Hosted by “Jimbo Stereo” the program really hit home when he presented a video about a young high school student that was involved in a car accident with his friends. One person was killed while the woman’s voice talked about her son, who suffered a triple trauma, brain injury and three crushed vertebrae, lying in a coma for three months.
Eventually, the young man would regain consciousness and recover to graduate from school and college. Many in the audience were happy and then turned into dead silence at the last few words the lady said.


“I want to introduce you to my son, James Mothersbaugh, who survived that crash, but today, but you know him as Jimbo Stereo.” the voice said.
“That really hit it home, didn’t it,” Mothersbaugh told the audience.
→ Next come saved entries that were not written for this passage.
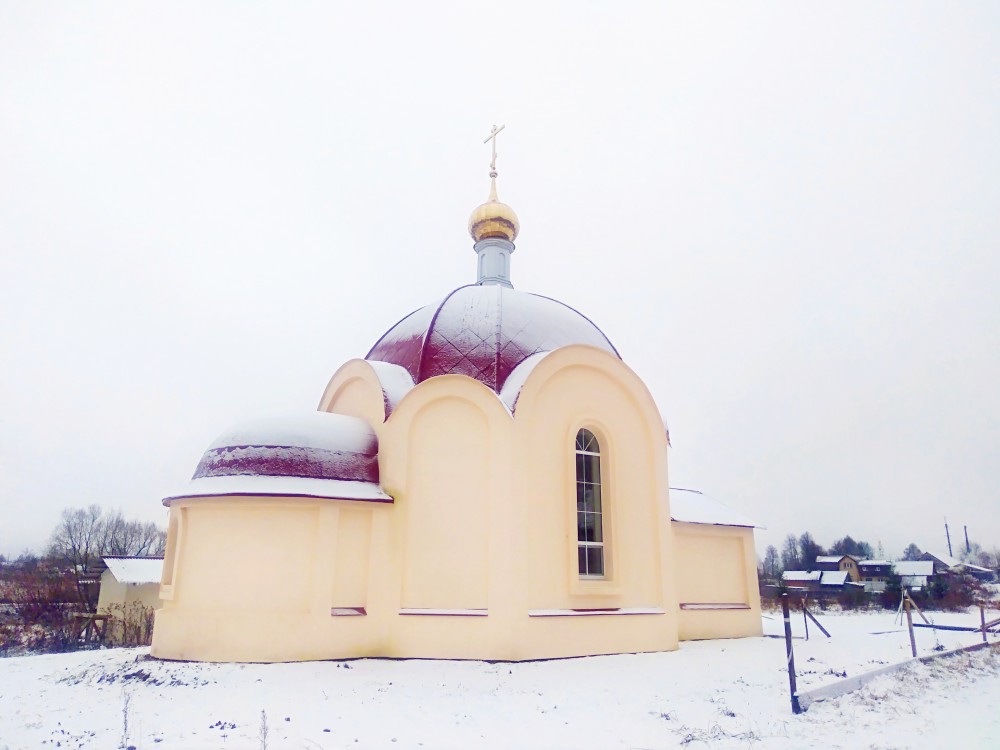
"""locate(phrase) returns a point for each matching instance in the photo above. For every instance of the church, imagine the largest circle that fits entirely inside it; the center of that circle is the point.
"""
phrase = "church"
(489, 482)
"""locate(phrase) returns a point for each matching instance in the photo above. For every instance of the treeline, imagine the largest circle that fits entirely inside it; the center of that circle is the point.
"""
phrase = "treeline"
(40, 593)
(800, 553)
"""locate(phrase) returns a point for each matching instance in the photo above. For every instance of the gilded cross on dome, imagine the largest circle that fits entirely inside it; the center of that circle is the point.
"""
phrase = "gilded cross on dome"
(493, 137)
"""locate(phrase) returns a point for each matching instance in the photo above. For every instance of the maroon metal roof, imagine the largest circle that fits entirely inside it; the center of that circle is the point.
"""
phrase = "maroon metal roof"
(483, 331)
(315, 445)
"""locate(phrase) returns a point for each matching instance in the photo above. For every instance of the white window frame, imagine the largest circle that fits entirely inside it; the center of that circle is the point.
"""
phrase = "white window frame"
(583, 543)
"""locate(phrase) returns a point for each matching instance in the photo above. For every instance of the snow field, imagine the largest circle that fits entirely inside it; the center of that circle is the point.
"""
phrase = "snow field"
(716, 694)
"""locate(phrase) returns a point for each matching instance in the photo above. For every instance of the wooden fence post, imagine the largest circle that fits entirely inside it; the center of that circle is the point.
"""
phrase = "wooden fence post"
(796, 709)
(805, 620)
(909, 625)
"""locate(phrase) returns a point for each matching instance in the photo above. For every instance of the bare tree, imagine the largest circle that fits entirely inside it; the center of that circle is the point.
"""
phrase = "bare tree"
(790, 559)
(84, 535)
(772, 562)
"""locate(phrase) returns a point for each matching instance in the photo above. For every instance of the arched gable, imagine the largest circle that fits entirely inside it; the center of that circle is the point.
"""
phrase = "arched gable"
(369, 390)
(581, 387)
(445, 451)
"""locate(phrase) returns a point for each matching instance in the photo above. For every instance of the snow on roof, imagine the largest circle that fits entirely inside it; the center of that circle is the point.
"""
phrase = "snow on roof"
(833, 578)
(515, 381)
(948, 560)
(135, 569)
(833, 558)
(801, 575)
(913, 567)
(310, 429)
(277, 486)
(692, 506)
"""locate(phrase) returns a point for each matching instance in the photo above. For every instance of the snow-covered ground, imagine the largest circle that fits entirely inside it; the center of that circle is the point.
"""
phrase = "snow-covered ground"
(717, 694)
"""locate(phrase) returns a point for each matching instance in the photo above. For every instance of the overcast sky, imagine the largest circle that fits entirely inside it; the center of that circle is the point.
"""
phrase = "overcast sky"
(783, 215)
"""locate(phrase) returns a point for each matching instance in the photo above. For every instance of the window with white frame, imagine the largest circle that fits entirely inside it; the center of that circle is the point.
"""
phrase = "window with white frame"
(589, 525)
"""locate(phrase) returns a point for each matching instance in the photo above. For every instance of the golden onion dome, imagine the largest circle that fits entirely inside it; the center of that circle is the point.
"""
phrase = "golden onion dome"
(493, 219)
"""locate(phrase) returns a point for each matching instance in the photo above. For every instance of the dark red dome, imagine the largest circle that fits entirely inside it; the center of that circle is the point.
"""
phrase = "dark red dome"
(483, 331)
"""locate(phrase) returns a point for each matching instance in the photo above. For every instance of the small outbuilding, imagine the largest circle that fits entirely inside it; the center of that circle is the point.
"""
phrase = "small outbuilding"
(128, 583)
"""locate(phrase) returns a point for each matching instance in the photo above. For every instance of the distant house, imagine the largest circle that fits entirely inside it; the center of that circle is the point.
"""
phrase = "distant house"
(129, 580)
(818, 581)
(875, 573)
(914, 575)
(845, 563)
(948, 564)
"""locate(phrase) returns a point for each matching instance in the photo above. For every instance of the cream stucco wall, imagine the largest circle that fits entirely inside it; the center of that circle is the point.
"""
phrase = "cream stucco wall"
(476, 556)
(716, 569)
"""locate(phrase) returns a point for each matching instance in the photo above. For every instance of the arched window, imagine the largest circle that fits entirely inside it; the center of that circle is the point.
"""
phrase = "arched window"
(589, 526)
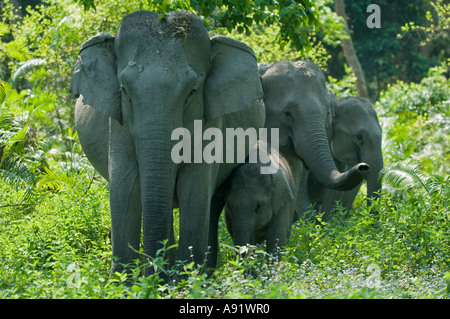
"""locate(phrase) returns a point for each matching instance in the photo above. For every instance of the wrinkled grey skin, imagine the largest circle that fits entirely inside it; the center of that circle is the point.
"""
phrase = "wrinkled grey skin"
(299, 104)
(259, 206)
(155, 75)
(356, 136)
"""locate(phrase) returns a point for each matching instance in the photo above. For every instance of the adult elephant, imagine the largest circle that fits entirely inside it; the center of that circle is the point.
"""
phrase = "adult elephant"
(299, 105)
(355, 137)
(156, 75)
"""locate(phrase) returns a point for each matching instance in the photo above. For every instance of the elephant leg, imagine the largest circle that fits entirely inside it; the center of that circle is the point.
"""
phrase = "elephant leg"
(125, 198)
(217, 205)
(195, 187)
(278, 229)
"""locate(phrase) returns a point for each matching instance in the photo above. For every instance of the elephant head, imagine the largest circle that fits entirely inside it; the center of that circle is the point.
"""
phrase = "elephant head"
(298, 103)
(357, 138)
(260, 206)
(157, 74)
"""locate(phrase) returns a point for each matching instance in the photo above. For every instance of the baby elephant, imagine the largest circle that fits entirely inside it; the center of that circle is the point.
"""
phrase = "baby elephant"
(260, 206)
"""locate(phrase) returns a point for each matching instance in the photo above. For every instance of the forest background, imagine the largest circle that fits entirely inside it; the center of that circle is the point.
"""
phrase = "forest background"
(54, 208)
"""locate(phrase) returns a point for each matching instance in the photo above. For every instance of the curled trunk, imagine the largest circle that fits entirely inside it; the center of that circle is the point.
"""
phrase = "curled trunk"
(315, 152)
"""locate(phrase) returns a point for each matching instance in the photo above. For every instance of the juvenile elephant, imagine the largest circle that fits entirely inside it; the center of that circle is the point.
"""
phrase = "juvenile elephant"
(260, 206)
(298, 104)
(355, 137)
(158, 74)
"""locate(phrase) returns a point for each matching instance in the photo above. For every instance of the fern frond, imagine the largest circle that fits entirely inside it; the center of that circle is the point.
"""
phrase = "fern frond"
(4, 29)
(17, 49)
(407, 175)
(26, 67)
(18, 175)
(55, 181)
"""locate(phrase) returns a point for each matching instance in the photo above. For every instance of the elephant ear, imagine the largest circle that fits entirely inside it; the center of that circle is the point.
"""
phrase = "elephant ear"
(95, 76)
(233, 83)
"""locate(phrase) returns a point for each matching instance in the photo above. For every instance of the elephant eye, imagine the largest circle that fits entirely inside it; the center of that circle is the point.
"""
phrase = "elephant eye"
(288, 116)
(124, 93)
(190, 97)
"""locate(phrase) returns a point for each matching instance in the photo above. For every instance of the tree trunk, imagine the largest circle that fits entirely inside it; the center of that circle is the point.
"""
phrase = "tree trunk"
(350, 53)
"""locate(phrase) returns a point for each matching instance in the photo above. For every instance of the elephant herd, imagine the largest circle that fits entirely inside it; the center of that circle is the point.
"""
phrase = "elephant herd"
(158, 74)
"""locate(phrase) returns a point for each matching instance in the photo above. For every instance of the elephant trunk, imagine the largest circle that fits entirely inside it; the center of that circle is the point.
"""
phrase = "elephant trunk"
(373, 183)
(157, 177)
(315, 152)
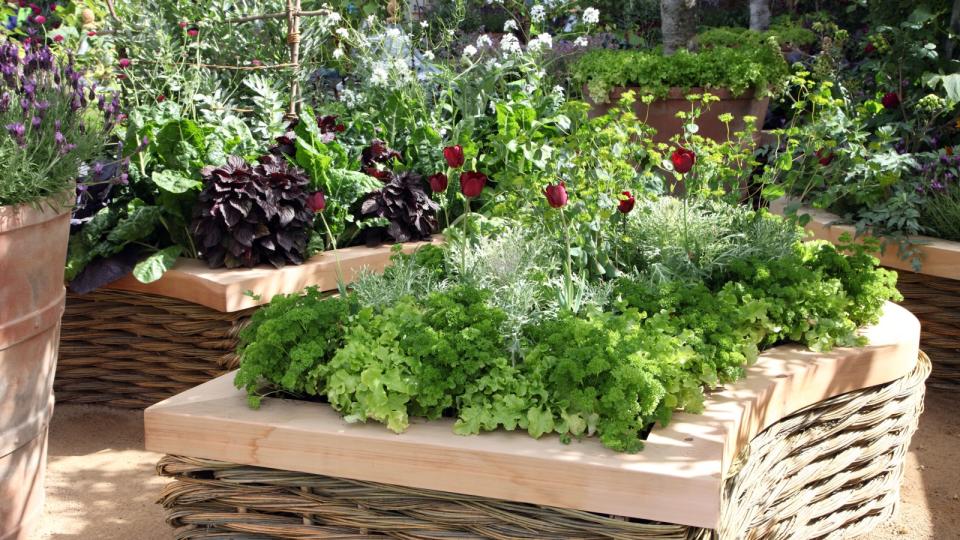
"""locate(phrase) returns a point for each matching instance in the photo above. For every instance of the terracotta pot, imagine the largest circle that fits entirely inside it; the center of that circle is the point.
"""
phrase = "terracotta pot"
(33, 247)
(662, 113)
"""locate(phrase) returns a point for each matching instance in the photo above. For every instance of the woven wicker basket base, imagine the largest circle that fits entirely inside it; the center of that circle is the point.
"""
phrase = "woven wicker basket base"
(132, 350)
(936, 302)
(832, 470)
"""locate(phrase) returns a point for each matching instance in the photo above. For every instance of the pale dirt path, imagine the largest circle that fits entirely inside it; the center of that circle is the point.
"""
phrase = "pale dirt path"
(101, 484)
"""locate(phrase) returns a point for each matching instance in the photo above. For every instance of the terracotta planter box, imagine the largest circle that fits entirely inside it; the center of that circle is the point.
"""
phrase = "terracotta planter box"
(662, 113)
(132, 344)
(932, 294)
(33, 248)
(808, 444)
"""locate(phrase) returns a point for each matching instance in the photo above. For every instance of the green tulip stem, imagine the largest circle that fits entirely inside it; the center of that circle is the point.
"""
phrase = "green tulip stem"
(567, 271)
(466, 234)
(341, 283)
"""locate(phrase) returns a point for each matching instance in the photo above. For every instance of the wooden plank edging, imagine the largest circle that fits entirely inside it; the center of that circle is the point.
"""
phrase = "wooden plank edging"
(677, 478)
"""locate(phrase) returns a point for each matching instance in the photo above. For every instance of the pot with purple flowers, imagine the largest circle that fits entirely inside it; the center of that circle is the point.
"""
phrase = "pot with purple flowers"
(50, 127)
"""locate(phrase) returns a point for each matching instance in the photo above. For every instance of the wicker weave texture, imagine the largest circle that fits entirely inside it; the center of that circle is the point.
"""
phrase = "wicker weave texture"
(129, 349)
(936, 302)
(831, 470)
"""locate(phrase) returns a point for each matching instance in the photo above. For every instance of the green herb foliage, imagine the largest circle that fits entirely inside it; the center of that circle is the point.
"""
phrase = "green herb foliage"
(761, 69)
(431, 337)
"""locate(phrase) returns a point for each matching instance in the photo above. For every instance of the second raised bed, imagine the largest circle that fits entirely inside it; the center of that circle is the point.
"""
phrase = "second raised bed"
(132, 344)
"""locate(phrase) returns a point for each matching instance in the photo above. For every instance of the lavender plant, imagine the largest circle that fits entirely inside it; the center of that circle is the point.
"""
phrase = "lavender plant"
(52, 120)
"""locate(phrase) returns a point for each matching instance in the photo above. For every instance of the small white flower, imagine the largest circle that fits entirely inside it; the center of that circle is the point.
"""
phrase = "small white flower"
(510, 44)
(591, 15)
(537, 13)
(379, 76)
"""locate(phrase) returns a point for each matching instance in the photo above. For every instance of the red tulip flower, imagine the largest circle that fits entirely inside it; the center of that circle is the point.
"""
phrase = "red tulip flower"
(472, 183)
(824, 159)
(454, 156)
(316, 201)
(438, 182)
(556, 194)
(627, 203)
(683, 160)
(890, 100)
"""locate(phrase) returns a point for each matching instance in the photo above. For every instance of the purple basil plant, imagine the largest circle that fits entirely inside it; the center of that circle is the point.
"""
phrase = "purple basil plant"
(53, 122)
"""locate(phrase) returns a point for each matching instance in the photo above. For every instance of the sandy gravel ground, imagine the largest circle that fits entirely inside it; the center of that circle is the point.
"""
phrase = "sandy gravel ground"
(101, 483)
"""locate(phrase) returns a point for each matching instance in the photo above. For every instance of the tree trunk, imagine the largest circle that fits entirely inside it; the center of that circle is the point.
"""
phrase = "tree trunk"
(759, 15)
(678, 22)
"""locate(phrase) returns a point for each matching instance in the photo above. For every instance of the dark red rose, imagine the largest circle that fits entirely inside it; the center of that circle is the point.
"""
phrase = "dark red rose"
(683, 160)
(627, 201)
(454, 156)
(472, 183)
(556, 194)
(438, 182)
(316, 201)
(824, 158)
(890, 100)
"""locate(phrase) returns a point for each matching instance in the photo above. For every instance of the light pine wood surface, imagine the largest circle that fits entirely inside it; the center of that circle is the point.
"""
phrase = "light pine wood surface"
(226, 290)
(938, 257)
(677, 478)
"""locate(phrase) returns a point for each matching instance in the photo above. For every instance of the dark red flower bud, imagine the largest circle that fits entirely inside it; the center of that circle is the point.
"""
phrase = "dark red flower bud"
(891, 100)
(627, 201)
(683, 160)
(316, 201)
(556, 194)
(823, 158)
(438, 182)
(472, 183)
(454, 156)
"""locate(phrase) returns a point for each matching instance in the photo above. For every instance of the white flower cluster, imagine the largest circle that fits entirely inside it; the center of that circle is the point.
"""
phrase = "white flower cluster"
(510, 44)
(538, 13)
(591, 15)
(542, 42)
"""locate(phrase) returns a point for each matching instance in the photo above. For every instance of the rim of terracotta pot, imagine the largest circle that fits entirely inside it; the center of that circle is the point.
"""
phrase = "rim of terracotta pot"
(680, 93)
(19, 216)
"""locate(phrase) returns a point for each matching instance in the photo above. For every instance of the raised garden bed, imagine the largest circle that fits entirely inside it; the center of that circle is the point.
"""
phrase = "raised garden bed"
(807, 445)
(932, 294)
(133, 344)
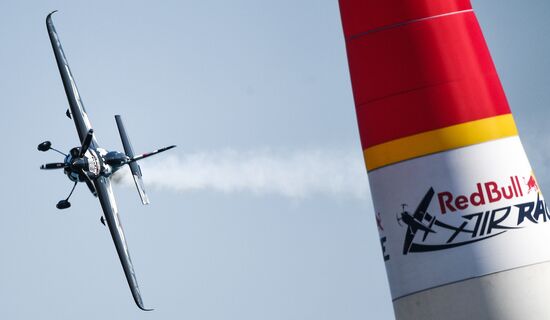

The Road Radio USA program was the featured presentation of Upper Dauphin Area’s annual Drug Education Day. 10th grade students take a day from their classes to hear different speakers talk about various topic, from the dangers of smoking and the effects taking drugs have on the brain.
For Mothersbaugh, sharing his story is “a Gift from God”, showing how the dangers of alcohol can effect not just them but many others.
“That is my mom’s voice in the video we play about my story,” Mothersbaugh said. “You see the kids watching it and even a few tears, then they get quiet that you can hear a pin drop when they learn it was me that went through all that.”
Mothersbaugh and his crews present his show to about 60 schools each year and was impressed with Upper Dauphin’s effort.
“I’m very impressed with all that the school had done today, sitting in with a few of the workshops and seeing the support from the faculty and administration for the programs. Everyone did a great job,” Mothersbaugh said.
The morning programs featured a demonstration of a K-9 unit from Derry Township that is trained in drug detection, and hearing the stories of two former teenage addicts from Gaudenzia House, a local rehabilitation facility.
“I started with smoking weed and then went to harder drug before eventually getting on heroin, it’s the worst trip to go on, I know that now,” “Joe” said.
For me, I just felt like my life was better high,” “Jay” another student said. “Rehab is not rock-bottom, its just the realization that you can do what you want to do with a sober life.”
Andrew Cooper, a probation officer with Dauphin County, presented the students with a number of statistics in the law of drunk driving and how its affects the young students.
“For any adult, the limit that they can be intoxicated is .08 percent for their blood alcohol level. For those under the age of 21, is .02, one drink, because your body is not fully developed and cannot process the alcohol fast enough,” Cooper said.
Eric Rothermel, of the Dauphin County YMCA explained how lungs are affected by smoking and how lung cancer and emphysema can affect how lungs are inflated.
“In a healthy lung, both lobes are inflated properly, while the diseased lung only goes halfway,” Rothermel said.
To demonstrate his point further, he called on four student volunteers to help him with an experiment. The student put a straw in their mouth and began to breathe through it, holding their nose so they could only breathe through the straw.”
Rothermel then had the students walk from one end of the room to the other, and many were out of breath from the constricted airway.
“You’ve just experienced what breathing is like for a person who suffers from lung disease,” Rothermel said.
The entire point of the day was summed up in a phrase from one of the presenters, Travis Snyder, representing the grass roots recovery group “The Skook Recovers”
“We hope that while you listen to us, you might gain a little bit of knowledge to make your own decisions and choices,” Snyder told the students. “Ask yourself the right questions and you can’t come up with the answer as to why you are doing something destructive, keeping asking yourself the questions. Develop awareness, the power of choice, and the understanding of right and wrong. Put that into practice and watch your life change.”